## Checkpoints

This document examines how to save and restore TensorFlow models built with Estimators. TensorFlow provides two model formats:

> **checkpoints**, which is a format dependent on the code that created the model.

> **SavedModel**, which is a format independent of the code that created the model.

**This document focuses on checkpoints**. For details on SavedModel, see the Saving and Restoring chapter of the TensorFlow Programmer's Guide.

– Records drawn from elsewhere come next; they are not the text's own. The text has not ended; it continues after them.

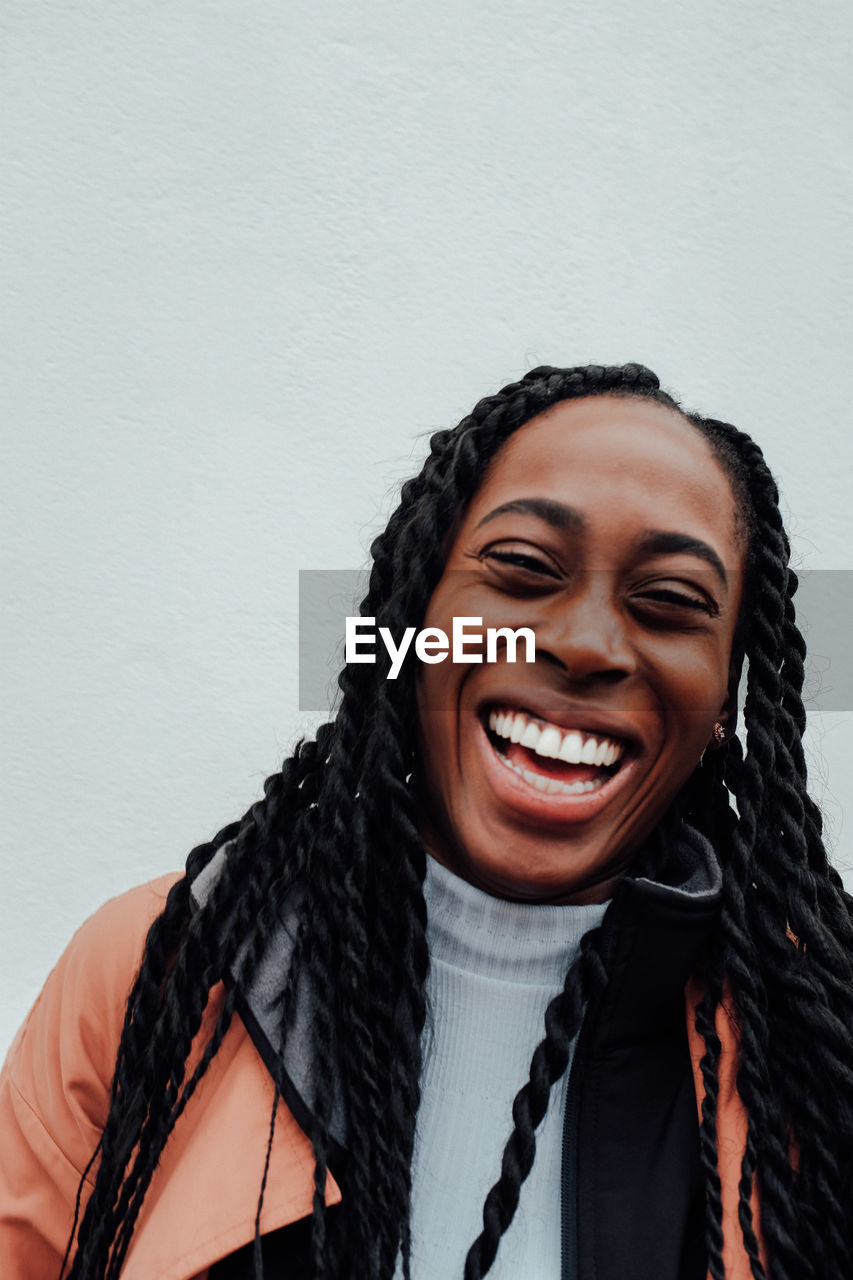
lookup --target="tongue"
[503,742,601,782]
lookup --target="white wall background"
[0,0,853,1050]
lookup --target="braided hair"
[63,365,853,1280]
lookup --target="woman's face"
[418,397,745,902]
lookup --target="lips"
[480,704,635,822]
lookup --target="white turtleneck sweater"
[397,858,607,1280]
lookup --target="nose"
[534,571,637,684]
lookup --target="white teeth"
[535,724,562,759]
[489,710,625,768]
[560,733,584,764]
[498,755,605,796]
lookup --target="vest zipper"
[560,1018,589,1280]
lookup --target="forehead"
[467,396,742,563]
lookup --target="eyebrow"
[476,498,587,534]
[639,529,729,588]
[476,498,729,588]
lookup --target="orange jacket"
[0,876,757,1280]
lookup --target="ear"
[711,671,740,746]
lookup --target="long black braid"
[61,365,853,1280]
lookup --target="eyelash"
[480,549,720,618]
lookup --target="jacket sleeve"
[0,876,178,1280]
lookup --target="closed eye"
[639,588,720,618]
[480,548,560,579]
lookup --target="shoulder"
[4,873,181,1164]
[0,874,181,1280]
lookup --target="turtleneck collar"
[424,855,607,987]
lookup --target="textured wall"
[0,0,853,1048]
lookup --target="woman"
[0,365,853,1280]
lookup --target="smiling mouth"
[483,707,628,796]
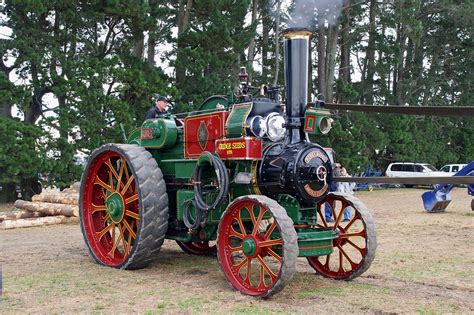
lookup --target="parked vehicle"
[385,162,449,177]
[440,164,467,175]
[385,162,451,187]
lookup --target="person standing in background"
[145,94,168,120]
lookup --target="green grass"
[178,297,207,312]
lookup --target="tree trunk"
[147,32,156,66]
[394,24,407,105]
[32,192,79,205]
[325,25,339,103]
[273,0,281,86]
[318,26,327,96]
[362,0,377,104]
[15,200,79,217]
[247,0,258,82]
[339,1,351,87]
[260,0,273,82]
[175,0,194,88]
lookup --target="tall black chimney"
[282,28,311,145]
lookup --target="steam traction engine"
[80,29,376,297]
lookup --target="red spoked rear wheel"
[308,193,377,280]
[217,195,298,297]
[80,144,168,269]
[176,241,217,256]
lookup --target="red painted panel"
[184,111,229,158]
[216,137,262,160]
[304,115,316,132]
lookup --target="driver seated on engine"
[145,94,169,120]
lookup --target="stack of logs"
[0,183,80,230]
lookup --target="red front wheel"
[308,193,377,280]
[80,144,168,269]
[217,195,298,297]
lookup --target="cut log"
[32,192,79,205]
[63,182,81,194]
[0,215,78,230]
[15,200,79,217]
[0,210,45,222]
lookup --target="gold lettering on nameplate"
[304,151,328,164]
[304,184,328,198]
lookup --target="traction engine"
[80,28,376,297]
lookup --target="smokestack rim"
[281,27,313,39]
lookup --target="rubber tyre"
[79,144,169,269]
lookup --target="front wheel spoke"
[105,159,119,183]
[92,204,107,214]
[264,221,278,239]
[109,227,120,258]
[337,245,357,269]
[318,207,328,227]
[94,175,114,193]
[118,223,130,257]
[324,254,331,269]
[267,248,283,262]
[122,220,137,238]
[125,194,138,205]
[334,207,345,228]
[252,206,267,236]
[229,226,244,239]
[125,210,140,220]
[109,171,115,190]
[339,229,365,238]
[347,239,365,256]
[127,228,135,253]
[233,257,249,273]
[235,211,247,236]
[258,238,283,247]
[338,249,344,273]
[121,175,135,195]
[117,158,127,191]
[246,204,257,227]
[97,223,114,241]
[257,255,278,282]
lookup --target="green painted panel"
[226,103,253,138]
[277,194,301,224]
[296,228,337,257]
[141,118,178,149]
[127,128,141,145]
[199,95,229,111]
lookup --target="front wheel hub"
[242,237,257,257]
[105,192,125,223]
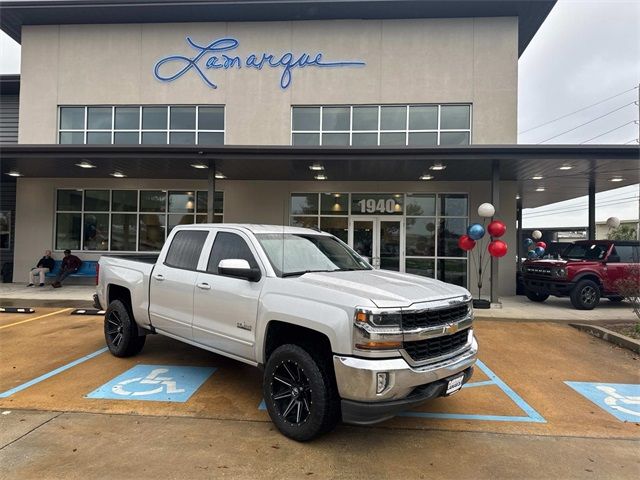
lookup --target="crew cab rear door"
[149,229,209,340]
[193,228,265,361]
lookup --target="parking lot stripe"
[0,347,109,398]
[0,308,71,330]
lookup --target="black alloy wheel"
[271,360,313,426]
[104,300,147,357]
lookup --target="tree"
[607,224,636,240]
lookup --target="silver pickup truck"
[97,224,478,441]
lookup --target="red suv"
[522,240,640,310]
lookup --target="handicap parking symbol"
[564,382,640,422]
[86,365,216,402]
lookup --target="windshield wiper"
[282,270,335,278]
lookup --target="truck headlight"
[353,308,402,351]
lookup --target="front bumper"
[523,277,575,297]
[333,332,478,424]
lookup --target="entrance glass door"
[349,216,404,272]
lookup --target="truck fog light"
[376,372,389,394]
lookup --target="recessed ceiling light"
[76,162,96,168]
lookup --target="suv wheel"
[525,290,549,302]
[263,344,340,442]
[571,279,600,310]
[104,300,147,357]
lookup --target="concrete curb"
[569,323,640,353]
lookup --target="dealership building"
[0,0,639,300]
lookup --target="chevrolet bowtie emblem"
[444,323,458,335]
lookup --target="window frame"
[56,104,227,145]
[289,102,473,147]
[51,187,225,255]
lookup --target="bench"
[46,260,98,278]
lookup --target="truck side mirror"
[218,258,262,282]
[607,254,620,263]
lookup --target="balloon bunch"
[524,230,547,260]
[458,203,508,299]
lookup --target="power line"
[580,120,637,145]
[518,86,638,135]
[538,101,636,145]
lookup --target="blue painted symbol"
[564,382,640,422]
[258,360,547,423]
[86,365,216,402]
[153,37,365,90]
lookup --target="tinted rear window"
[164,230,209,270]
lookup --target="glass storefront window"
[55,213,81,250]
[290,193,318,215]
[406,218,436,257]
[320,217,349,243]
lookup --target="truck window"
[164,230,209,270]
[207,232,258,275]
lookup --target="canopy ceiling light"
[76,160,97,168]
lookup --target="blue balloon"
[467,223,484,240]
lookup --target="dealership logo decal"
[153,37,365,90]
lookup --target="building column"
[491,160,500,303]
[207,160,216,223]
[587,172,596,240]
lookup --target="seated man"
[51,250,82,288]
[27,250,55,287]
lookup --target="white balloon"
[607,217,620,228]
[478,203,496,217]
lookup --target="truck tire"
[104,300,147,357]
[571,279,600,310]
[263,344,340,442]
[525,290,549,303]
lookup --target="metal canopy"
[0,145,640,208]
[0,0,556,55]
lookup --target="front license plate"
[445,375,464,395]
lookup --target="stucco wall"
[14,178,517,295]
[19,17,518,145]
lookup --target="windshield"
[562,243,609,260]
[256,233,371,277]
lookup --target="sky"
[0,0,640,228]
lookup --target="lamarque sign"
[153,37,365,90]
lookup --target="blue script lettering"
[153,37,366,89]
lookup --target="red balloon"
[458,235,476,252]
[487,240,507,258]
[487,220,507,237]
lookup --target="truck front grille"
[404,328,469,362]
[402,303,469,330]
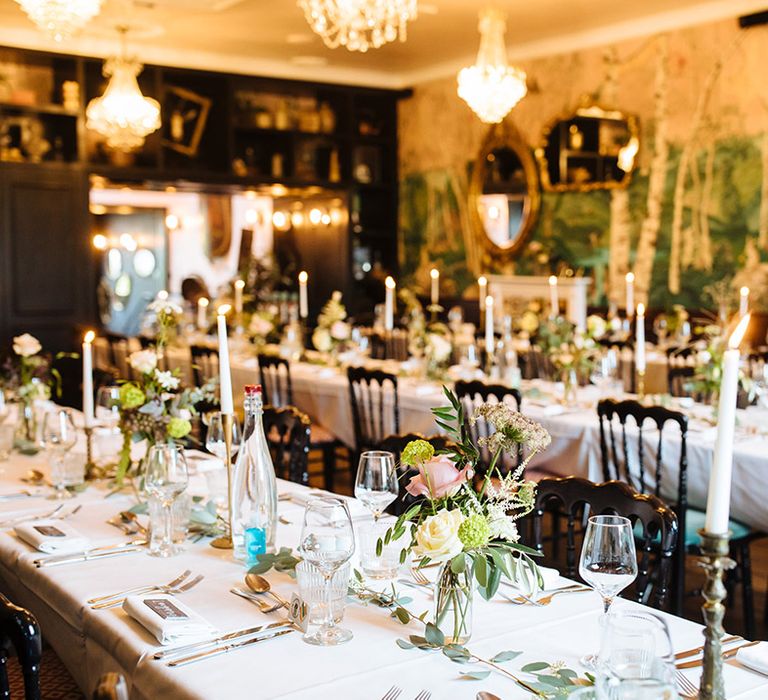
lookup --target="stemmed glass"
[299,498,355,646]
[144,443,189,557]
[41,408,78,500]
[205,411,241,466]
[579,515,637,669]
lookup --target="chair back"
[379,433,453,515]
[93,671,128,700]
[189,345,219,386]
[530,476,678,608]
[0,594,43,700]
[347,367,400,454]
[455,380,523,475]
[262,406,312,486]
[257,353,293,407]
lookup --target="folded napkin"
[14,520,91,554]
[123,593,219,645]
[736,642,768,676]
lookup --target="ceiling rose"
[16,0,101,41]
[299,0,417,53]
[458,8,528,124]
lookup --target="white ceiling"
[0,0,768,87]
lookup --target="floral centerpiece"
[379,389,551,644]
[312,291,352,356]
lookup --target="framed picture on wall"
[163,86,211,158]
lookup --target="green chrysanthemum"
[459,513,491,549]
[168,418,192,440]
[400,440,435,467]
[120,384,147,409]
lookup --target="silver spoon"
[245,574,289,608]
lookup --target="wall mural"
[401,18,768,311]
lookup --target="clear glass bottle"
[232,384,277,565]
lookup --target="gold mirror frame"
[535,98,640,192]
[468,120,541,265]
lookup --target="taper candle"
[83,331,96,428]
[384,277,396,331]
[299,270,309,318]
[216,304,235,413]
[704,314,750,535]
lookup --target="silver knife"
[166,627,294,667]
[32,540,147,569]
[152,620,291,659]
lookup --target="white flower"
[128,350,157,374]
[331,321,350,340]
[155,369,179,391]
[13,333,43,357]
[312,328,333,352]
[413,510,464,562]
[427,333,452,362]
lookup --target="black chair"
[93,671,128,700]
[454,379,523,475]
[597,399,763,638]
[379,433,453,515]
[347,367,400,462]
[262,406,311,486]
[257,354,341,491]
[530,476,678,609]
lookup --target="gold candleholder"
[699,530,736,700]
[211,413,235,549]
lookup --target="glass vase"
[434,560,474,644]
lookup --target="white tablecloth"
[0,456,768,700]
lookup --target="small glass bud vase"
[434,560,474,644]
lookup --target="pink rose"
[405,455,474,500]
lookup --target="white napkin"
[736,642,768,676]
[123,593,219,645]
[14,520,91,554]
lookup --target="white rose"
[13,333,43,357]
[413,510,464,562]
[155,369,179,391]
[312,328,333,352]
[128,350,157,374]
[331,321,349,340]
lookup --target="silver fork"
[86,569,192,605]
[91,575,205,610]
[675,671,699,698]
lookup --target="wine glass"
[579,515,637,669]
[205,411,241,466]
[355,450,400,521]
[40,408,78,500]
[96,386,120,428]
[144,443,189,557]
[299,497,355,646]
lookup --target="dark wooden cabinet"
[0,164,95,350]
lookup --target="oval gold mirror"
[469,121,541,264]
[536,100,640,192]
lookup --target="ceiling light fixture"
[299,0,417,53]
[16,0,101,41]
[458,8,528,124]
[85,27,160,152]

### Getting the iris training data and creating feature column

In [8]:
import tensorflow as tf
import pandas as pd

TRAIN_URL = "http://download.tensorflow.org/data/iris_training.csv"
# Create a local copy of the training set.
train_path = tf.keras.utils.get_file(fname=TRAIN_URL.split('/')[-1],
                                         origin=TRAIN_URL)
print("Train path :", train_path)

CSV_COLUMN_NAMES = ['SepalLength', 'SepalWidth',
                    'PetalLength', 'PetalWidth', 'Species']
# Parse the local CSV file.
train = pd.read_csv(filepath_or_buffer=train_path,
                    names=CSV_COLUMN_NAMES,  # list of column names
                    header=0  # ignore the first row of the CSV file.
                    )

train_features, train_label = train, train.pop('Species')

my_feature_columns = []
for key in train_features.keys():
    my_feature_columns.append(tf.feature_column.numeric_column(key=key))

Train path : /home/sankaran/.keras/datasets/iris_training.csv


### Default checkpoint config

Estimators automatically write the following to disk:

> **checkpoints**, which are versions of the model created during training.

> **event files**, which contain information that TensorBoard uses to create visualizations.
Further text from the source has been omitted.